Back Lectures 

How a name is resolved.

Good description of resolution, see : 
    http://www.tcpipguide.com/free/t_TCPIPDomainNameSystemDNS.htm

User provides a symbolic DNS name to service of interest. 
(example www.wikipedia.org)

The application requests a name to IP translation from the local
  name resolver. Usually part of the systems OS.

The resolver checks to see if it recently resolved the name and,
If found
  It returns the ip to use.

Else (not found)
  The local machine then contact the listed local DNS server for lookup. 

  The local DNS server is maintained by the local domain's Internet Service
    Provider (ISP) and is assumed to be trustworthy. It is an important 
    responsibility of an ISP is to guard their DNS server(s).

  Some ISPs may have a single DNS server. A large ISP may implement several 
    parallel systems or a tiered system to distribute the work load.  

  If local DNS cannot resolve name
    DNS contacts top level of DNS system. These are the 'root' servers.
      There are 13 in the world and their IP@ are well known and static.

    * The local DNS server can attempt to contact an intermedary DNS 
      server but risks getting bad data. This is also one way DDOS,
      distributed denial of service, attacks are implemented.
  
     Check out  http://www.watchguard.com/infocenter/editorial/41649.asp

    As long as the local DNS server has not been hacked, by going to the top 
      of the DNS tree, user is fairly safe to get correct IP.

    The server at the root of the tree returns the IP of one of top level 
      DNS servers responsible for particular top level domain (example .org). 
      * This is done to limit the load on the root servers.
  
    The local DNS then contacts the top level domain server to get the IP of 
      a DNS that has more specialized knowledge of the name being resolved.
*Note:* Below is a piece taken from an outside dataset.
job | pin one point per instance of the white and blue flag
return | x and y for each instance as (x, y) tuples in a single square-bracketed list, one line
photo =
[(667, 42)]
      It is possible this will lead to the DNS that can fully resolve the IP 
        or it may return another DNS system to query (fairly rare).    
        * 30 
      * dig +trace www.wikipedia.org
      * dig +trace www.microsoft.com
      * dig +trace +all www.math.niu.com

    Once a final ip is returned, if it exists, the session layer/protocol 
      now has source ip and port and destination ip and port.
   
    * The local DNS and the requesting system's resolver with both cache
      this information for a time to having to do this over.